Margaret Drabble describes the complex lives of educated middle-class people in London in ‘The Middle Ground’. Margaret Drabble wrote about ‘Two Nations’ of an England cleft by regional gulfs and gross inequalities between rich and poor ( her work ‘The Radiant Way’).
Numerous feminist novelists took to Gothic, fairy tales, and fantasy as countereffects to rationality and logic narrative. The most gifted exponent of this kind of writing, which sought immediate access to the realm of the subconscious, was Angela Carter, whose exotic imagination unrolled most eerily and resplendently in her short-story collection ‘The Bloody Chamber and Other Stories’. Jeanette Winterson also wrote in this vein. Having established herself earlier in a realistic mode, Doris Lessing published a sequence of science fiction novels about issues of gender and colonialism.

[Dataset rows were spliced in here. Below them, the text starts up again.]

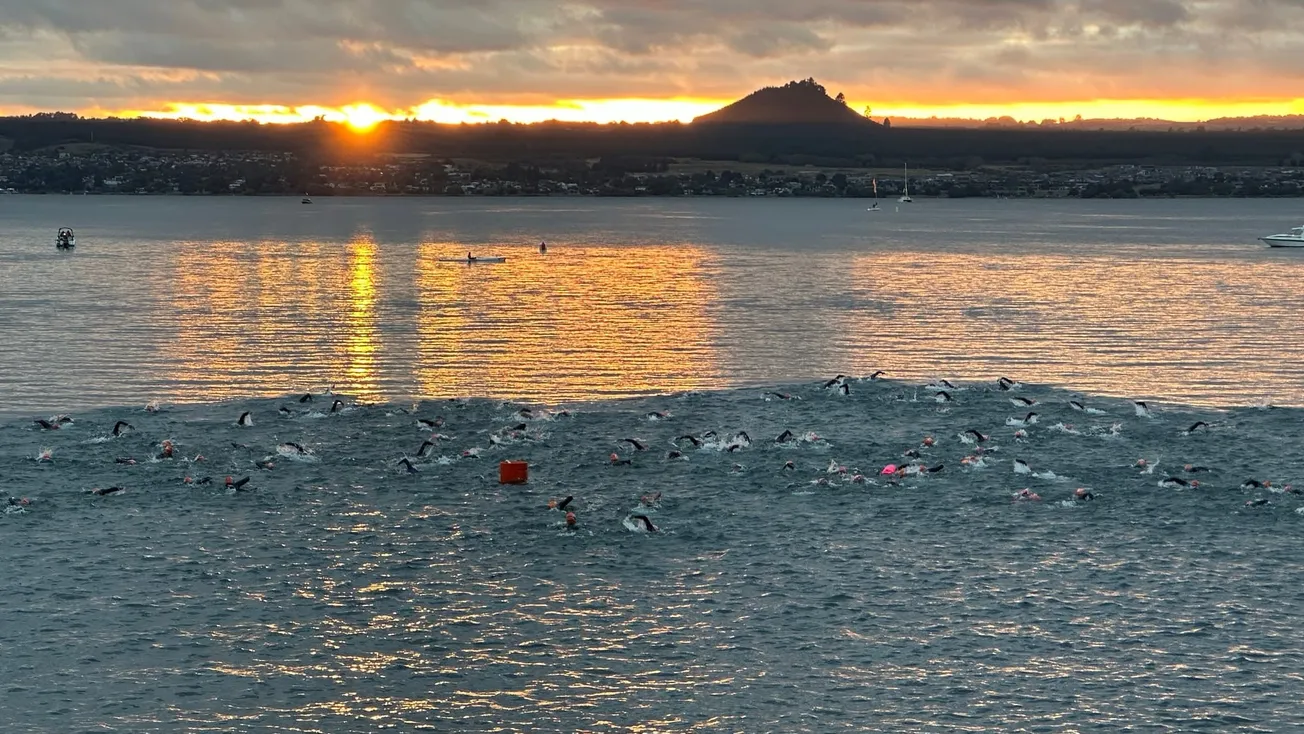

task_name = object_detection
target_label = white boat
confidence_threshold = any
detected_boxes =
[301,196,312,204]
[438,256,508,264]
[56,227,75,250]
[1260,225,1304,247]
[899,164,913,203]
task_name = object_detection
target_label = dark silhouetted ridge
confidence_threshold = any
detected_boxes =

Contemporary Irish novelists
Two significant contemporary Irish novelists are John Banville and Colm Toibin. John Banville writes detective novels (under the pseudonym of Benjamin Black); he has won numerous awards: ‘The Sea’ won the Booker Prize in 2005, he was awarded the Franz Kafka Prize in 2011. Colm Toibin is a novelist, essayist, playwright, journalist, and, most recently, poet.

    1. Poetry

Poetry, like fiction, shifted from traditional forms and moral pronouncements to experimental verse and new techniques. The leader of the new school was Thomas Sterns Eliot.
The group of young poets, ‘yea-sayers’ poets, viewed the world with clearer eyes. They had hope but little optimism. Each of them experimented with rhyme, rhythm, imagery, language, symbolism, and allusion. The result was an uneven poetry that represented the unevenness of life. The representatives are: Stephen Spender, Cecil Day-Lewis, Louis MacNeice, Wystan Hugh Auden.
Another group of poets, the stream-of-consciousness poets, sought to escape from the world of ideas and problems. William Empson, Dylan Thomas found their inner chaos best expressed in ambiguity and they represented the world through the confused, the irrelevant, and the inexact. Theirs was a literature filled with vivid imagery. Robert Graves advocated ‘pure’ impersonal poetry.
Another literary movement in 1960s and 1970s was The British Poetry Revival movement – a wide-reaching collection of groupings that embraces performance, sound and concrete poetry. Leading poets associated with this movement include Jeremy Halvard Prynne, Eric Mottram, Denise Riley, Lee Harwood.